Ein zunehmend wichtiger Partner der PTB auf nationaler Ebene sind neben anderen Forschungseinrichtungen die Universitäten. So wurden mit der Technischen Universität Braunschweig (TUBS) im vergangenen Jahr zwei gemeinsame Berufungen realisiert. Bei den Quantentechnologien setzte sich die enge und langjährige Zusammenarbeit mit der Leibniz Universität Hannover (LUH) unter anderem im Rahmen des neuen, unter Federführung der PTB eingeworbenen Sonderforschungsbereichs „DQMat“ fort. Eine deutschlandweit einmalige, strategisch- strukturelle Dreieckspartnerschaft der PTB mit beiden Universitäten, die zukunftsträchtige Zusammenführung der Quanten- (LUH) und Nano- (TUBS) Metrologie (PTB), wurde exzellent beurteilt. Sie wird nun durch das Land Niedersachsen über 5 Jahre hinweg im Rahmen des sogenannten „Masterplans“ mit erheblichen Mitteln unterstützt. Darauf aufbauend wurde gerade der Vorantrag eines gemeinsamen Exzellenz Clusters „Quantum- Frontiers“ über insgesamt 57 Mio. € fertiggestellt.
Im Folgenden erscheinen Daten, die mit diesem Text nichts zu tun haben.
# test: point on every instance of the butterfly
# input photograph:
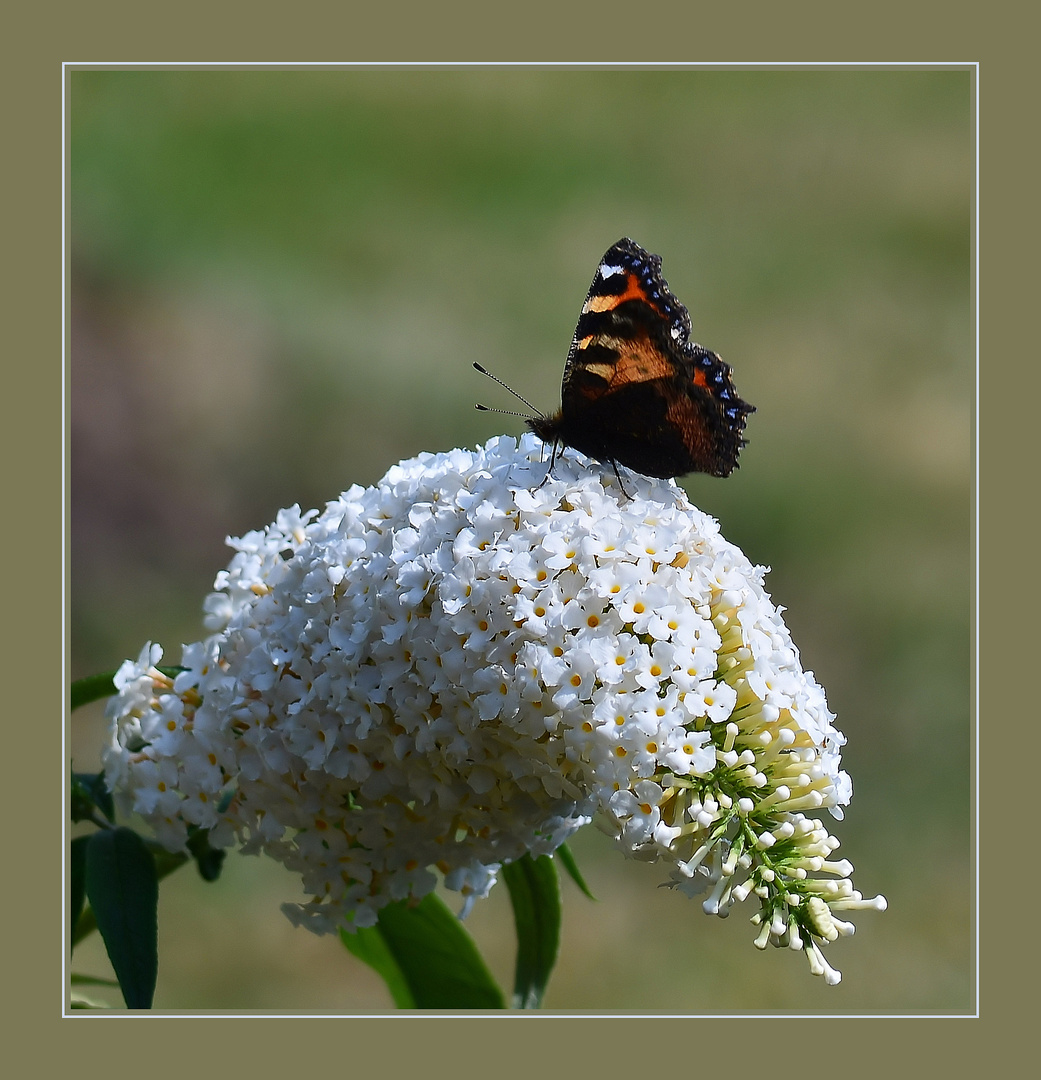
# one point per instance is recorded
(636, 390)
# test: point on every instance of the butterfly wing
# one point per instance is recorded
(635, 389)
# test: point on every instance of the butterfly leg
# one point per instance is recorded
(619, 476)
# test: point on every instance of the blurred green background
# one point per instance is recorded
(279, 282)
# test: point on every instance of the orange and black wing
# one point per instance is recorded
(636, 390)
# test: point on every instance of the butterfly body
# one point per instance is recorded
(636, 390)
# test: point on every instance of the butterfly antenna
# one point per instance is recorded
(484, 408)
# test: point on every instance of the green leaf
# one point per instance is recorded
(89, 791)
(123, 892)
(368, 945)
(92, 688)
(208, 860)
(426, 958)
(535, 891)
(572, 867)
(77, 881)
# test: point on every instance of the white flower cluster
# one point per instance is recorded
(469, 661)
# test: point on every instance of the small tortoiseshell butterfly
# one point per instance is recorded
(636, 390)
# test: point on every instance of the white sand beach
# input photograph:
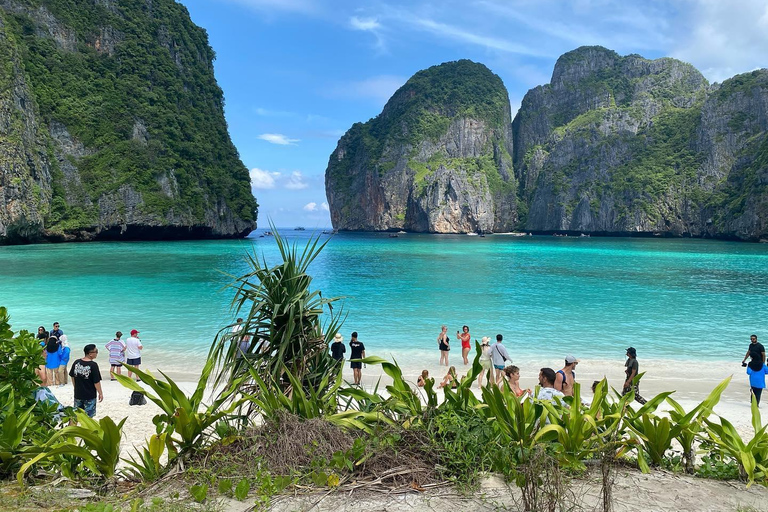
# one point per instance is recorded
(691, 384)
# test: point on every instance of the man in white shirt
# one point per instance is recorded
(133, 348)
(547, 383)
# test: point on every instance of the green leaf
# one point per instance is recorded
(199, 492)
(242, 489)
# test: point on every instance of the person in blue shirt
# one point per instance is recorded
(756, 371)
(64, 351)
(52, 359)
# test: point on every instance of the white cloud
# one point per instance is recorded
(265, 112)
(302, 6)
(459, 34)
(722, 39)
(380, 88)
(278, 138)
(296, 181)
(365, 24)
(261, 179)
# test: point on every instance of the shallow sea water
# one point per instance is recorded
(673, 299)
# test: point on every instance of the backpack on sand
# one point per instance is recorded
(137, 399)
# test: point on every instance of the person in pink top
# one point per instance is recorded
(133, 348)
(116, 349)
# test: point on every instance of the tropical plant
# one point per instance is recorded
(13, 432)
(751, 456)
(182, 419)
(146, 464)
(692, 423)
(283, 323)
(94, 446)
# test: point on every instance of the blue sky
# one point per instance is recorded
(297, 74)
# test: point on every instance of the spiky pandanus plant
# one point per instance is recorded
(282, 320)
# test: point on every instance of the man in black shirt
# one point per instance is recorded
(337, 347)
(632, 369)
(357, 351)
(86, 378)
(755, 351)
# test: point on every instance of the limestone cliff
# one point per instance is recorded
(437, 159)
(112, 126)
(612, 145)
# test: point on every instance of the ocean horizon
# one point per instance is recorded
(673, 299)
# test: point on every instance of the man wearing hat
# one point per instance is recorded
(133, 349)
(632, 369)
(565, 378)
(337, 347)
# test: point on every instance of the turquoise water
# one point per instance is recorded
(673, 299)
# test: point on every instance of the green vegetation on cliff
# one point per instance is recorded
(133, 82)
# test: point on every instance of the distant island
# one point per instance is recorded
(613, 145)
(112, 126)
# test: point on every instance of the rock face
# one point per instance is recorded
(437, 159)
(112, 126)
(612, 145)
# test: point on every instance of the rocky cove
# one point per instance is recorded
(613, 145)
(112, 126)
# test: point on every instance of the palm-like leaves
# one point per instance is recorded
(283, 322)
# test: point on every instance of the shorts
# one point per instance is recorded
(89, 406)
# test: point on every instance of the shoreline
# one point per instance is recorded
(690, 386)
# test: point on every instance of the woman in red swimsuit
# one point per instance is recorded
(465, 346)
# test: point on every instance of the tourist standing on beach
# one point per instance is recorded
(512, 376)
(485, 360)
(356, 351)
(64, 352)
(565, 378)
(43, 335)
(133, 348)
(58, 333)
(756, 380)
(465, 338)
(86, 378)
(337, 347)
(116, 348)
(444, 344)
(632, 369)
(547, 390)
(755, 351)
(52, 359)
(499, 356)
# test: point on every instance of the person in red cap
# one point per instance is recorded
(133, 348)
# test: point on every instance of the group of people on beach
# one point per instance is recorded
(85, 372)
(495, 359)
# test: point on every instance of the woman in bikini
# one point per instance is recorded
(512, 376)
(444, 343)
(450, 378)
(464, 337)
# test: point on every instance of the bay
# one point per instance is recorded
(674, 299)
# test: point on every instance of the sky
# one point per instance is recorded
(296, 74)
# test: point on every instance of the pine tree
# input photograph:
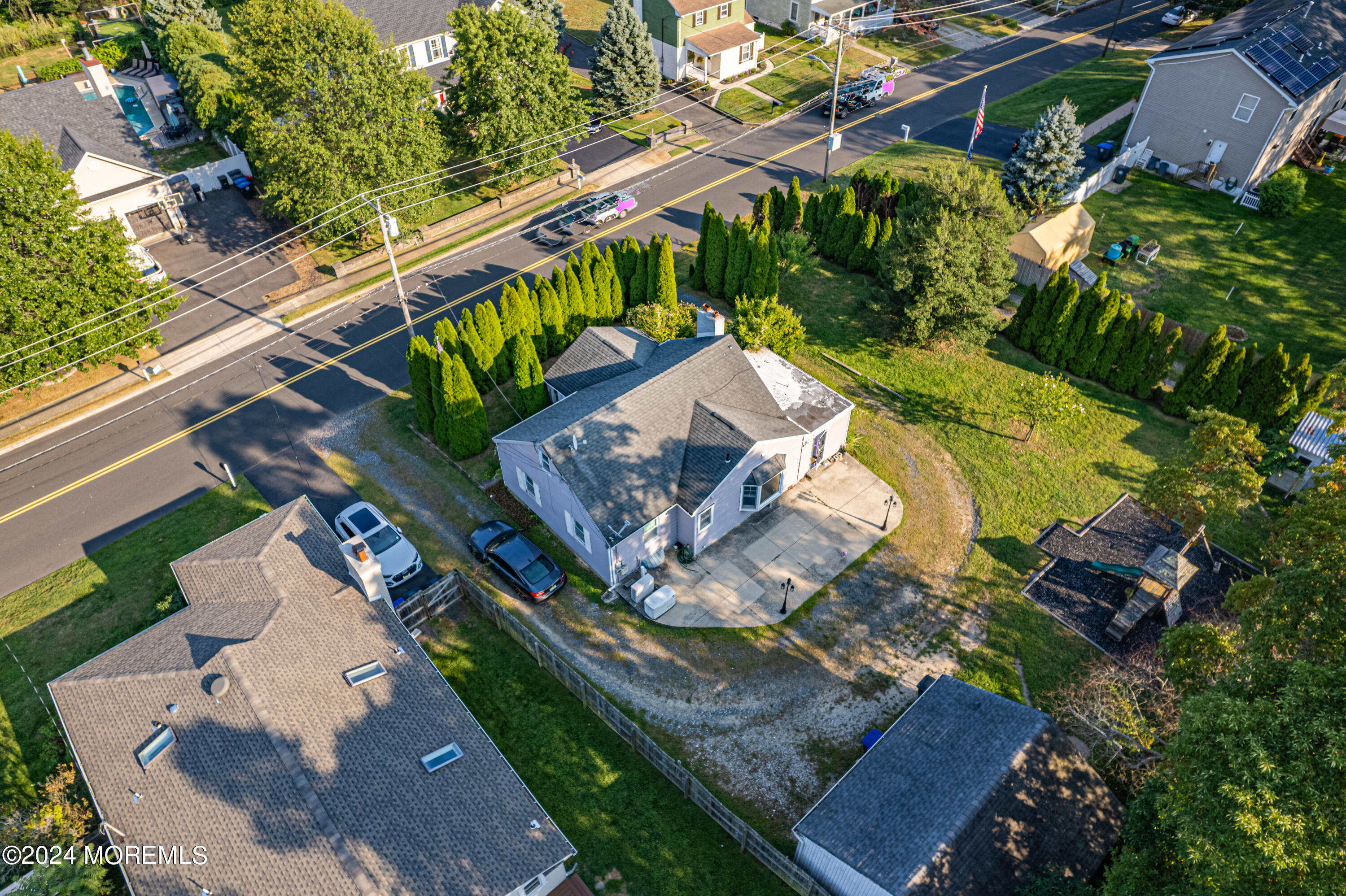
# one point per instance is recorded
(1095, 338)
(1042, 173)
(665, 276)
(528, 380)
(859, 259)
(1131, 366)
(1158, 365)
(702, 245)
(640, 279)
(469, 432)
(1015, 327)
(1194, 383)
(1224, 391)
(624, 69)
(1057, 331)
(1114, 342)
(420, 366)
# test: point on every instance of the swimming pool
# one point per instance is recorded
(134, 109)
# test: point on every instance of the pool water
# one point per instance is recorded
(134, 109)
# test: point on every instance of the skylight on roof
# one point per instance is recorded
(159, 743)
(360, 674)
(442, 757)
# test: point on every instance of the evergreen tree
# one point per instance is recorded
(469, 432)
(1114, 342)
(1044, 170)
(859, 259)
(1014, 329)
(1131, 368)
(554, 319)
(665, 276)
(624, 69)
(1096, 335)
(1057, 331)
(1193, 388)
(741, 259)
(1224, 391)
(420, 365)
(640, 279)
(717, 256)
(1128, 365)
(528, 380)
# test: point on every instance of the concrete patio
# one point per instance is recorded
(808, 536)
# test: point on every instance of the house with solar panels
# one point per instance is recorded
(1236, 100)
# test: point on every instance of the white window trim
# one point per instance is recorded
(1241, 107)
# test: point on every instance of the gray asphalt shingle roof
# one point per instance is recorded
(657, 431)
(72, 126)
(294, 781)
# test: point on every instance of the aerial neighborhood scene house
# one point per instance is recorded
(525, 448)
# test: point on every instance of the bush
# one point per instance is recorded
(1282, 193)
(58, 69)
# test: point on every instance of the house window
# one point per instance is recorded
(527, 483)
(1247, 104)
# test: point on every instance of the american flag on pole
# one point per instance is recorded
(982, 120)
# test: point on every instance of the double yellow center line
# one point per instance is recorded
(290, 381)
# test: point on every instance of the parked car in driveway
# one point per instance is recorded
(531, 574)
(398, 556)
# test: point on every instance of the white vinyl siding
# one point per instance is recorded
(1247, 107)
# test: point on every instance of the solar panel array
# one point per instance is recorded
(1271, 54)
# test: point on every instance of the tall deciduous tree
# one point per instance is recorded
(624, 69)
(61, 270)
(317, 142)
(947, 263)
(507, 87)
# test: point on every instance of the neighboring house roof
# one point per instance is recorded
(295, 781)
(73, 127)
(725, 38)
(1298, 45)
(1314, 436)
(910, 810)
(664, 424)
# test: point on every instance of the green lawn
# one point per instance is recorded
(88, 607)
(585, 18)
(1096, 87)
(1287, 274)
(610, 802)
(189, 157)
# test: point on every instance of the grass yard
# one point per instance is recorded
(1286, 274)
(1096, 87)
(189, 157)
(909, 159)
(31, 61)
(620, 812)
(585, 18)
(88, 607)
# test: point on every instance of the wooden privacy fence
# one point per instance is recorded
(749, 840)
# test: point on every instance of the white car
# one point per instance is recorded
(1180, 15)
(144, 264)
(398, 557)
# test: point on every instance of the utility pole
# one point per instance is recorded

Auch das Institut Berlin der PTB hat im vergangenen Jahr die vielfältige Kooperation mit der Technischen Universität Berlin durch eine gemeinsame Doktorandenausbildung im Bereich der quantitativen Bildgebung sowie durch weitere gemeinsame Doktorarbeiten z. B. in der Informatik und im Bereich der Synchrotronstrahlung systematisch ausgebaut. Das von der DFG-geförderte gemeinsame Graduiertenkolleg (BIOQIC) zwischen Charité, TU-Berlin, FU-Berlin und PTB (stellvertretender Sprecher) soll dabei eine interdisziplinäre Ausbildung ermöglichen. Strategisch platziert sich die PTB im Wachstumsbereich der Digitalisierung durch gemeinsame Professuren zu „vertrauenswürdigen Systemarchitekturen“ und „maschinellem Lernen“ im Rahmen des neuen „Einstein Zentrums“. Dieses wurde von einem Arbeitskreis mit Vertretern aus Wissenschaft, Wirtschaft und Politik verabschiedet, vernetzt über 30 neu eingerichtete Professuren und ist Teil der 10-Punkte-Agenda zur Etablierung Berlins als IT-Hauptstadt.

Auf europäischer Ebene richtet sich zur Halbzeit des erfolgreichen europäischen Metrologie-Forschungsprogramms EMPIR der Fokus zunehmend darauf, die erreichten Erfolge langfristig zu sichern. Mögliche Wege führen über eine noch engere Kooperation und Koordination der europäischen Partner, sowie über die von der PTB vorgeschlagene Einrichtung eines speziellen, von der Europäischen Union zu unterstützenden Infrastrukturprogrammes zur Verstetigung metrologischer Dienste, die aus entweder aus EMPIR erwachsen oder von paneuropäischem Interesse sind.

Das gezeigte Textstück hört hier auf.